I find the subject so fascinating that it motivates me to make community out of sharing our findings.
Back to the pedestrian dydactic example, here’s where meta programming is helpful:
  1. lets the programmer express the relationships between the element size and the index size (or whether to use pointers),
  2. lets the compiler choose the implementation case that best suits the size of the type and the maximum number of elements,
  3. relieves the programmer from the responsability to choose the index (and thus the chance for her/him to make a poor choice)
  4. keeps the option for further refinements
I trust the reader to be able to program the generic arena solution given the optimal type for the indices, and being able to specialize for the case in which it makes more sense to use the standard node structure. For dydactical purposes, this is what will give the adequate index type for the arena implementation in which the nodes are the composition of the element and the index. The template alias meta::Index that takes a template type parameter (what is going to be held in lists) and the maximum number of nodes for lists of that type; this is defined below:
namespace meta {
    template<unsigned> struct type_size { using type = unsigned long; };
    template<> struct type_size<4> { using type = unsigned; };
    template<> struct type_size<2> { using type = short unsigned; };
    template<> struct type_size<1> { using type = unsigned char; };

    constexpr unsigned powerOf(unsigned base, unsigned exponent) noexcept {
        return exponent ? base*powerOf(base, exponent - 1) : 1;
    }

    constexpr unsigned logCeiling(unsigned base, unsigned v) noexcept {
        return v <= 1 ? 0 : 1 + logCeiling(base, (v + base - 1)/base);
    }

    template<typename T> constexpr T max(T a, T b) { return a < b ? b : a; }

    template<typename ElementType, unsigned MaxIndex> using Index =
        typename type_size<
            powerOf(
                2,
                max(
                    logCeiling(2, sizeof(T)),
                    logCeiling(256, Max)
                )
            )
        >::type;
}
Just a few definitions and the compiler will be able to pick the right index type.

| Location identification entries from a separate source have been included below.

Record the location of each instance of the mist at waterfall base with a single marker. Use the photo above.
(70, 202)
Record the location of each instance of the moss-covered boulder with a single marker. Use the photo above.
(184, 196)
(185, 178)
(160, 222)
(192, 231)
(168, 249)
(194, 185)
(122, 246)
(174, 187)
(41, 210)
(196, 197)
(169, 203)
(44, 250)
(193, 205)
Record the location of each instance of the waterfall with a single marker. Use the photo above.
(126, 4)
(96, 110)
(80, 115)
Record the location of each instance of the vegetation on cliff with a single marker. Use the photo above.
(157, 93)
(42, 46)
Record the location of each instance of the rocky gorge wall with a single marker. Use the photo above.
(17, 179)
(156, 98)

Provided you have an implementation of a heap manager, you’d have reduced the space overhead of containing elements in lists to its optimum. Since indexing as opposed to direct dereferencing has no penalty, the net effect of generic programming plus metaprogramming are
  1. Generics make it so that two implementations (normal single linked list and arenas) reduce the chances for errors of doing things manually or the different varieties to drift apart
  2. The space overhead is minimal,
  3. the increase in space efficiency translates into net speedup due to more effective caching
  4. No other performance penalty
  5. Increased compilation time
In essence, metaprogramming has been used in this example to express the relationship between the optimal index type to the element type and the maximum number of nodes that will be supported. The benefit or the importance of being able to code this relationship is trivial, however, the relationships that can be expressed with the mechanisms of metaprogramming are of arbitrary complexity, and they lead to truly great benefits.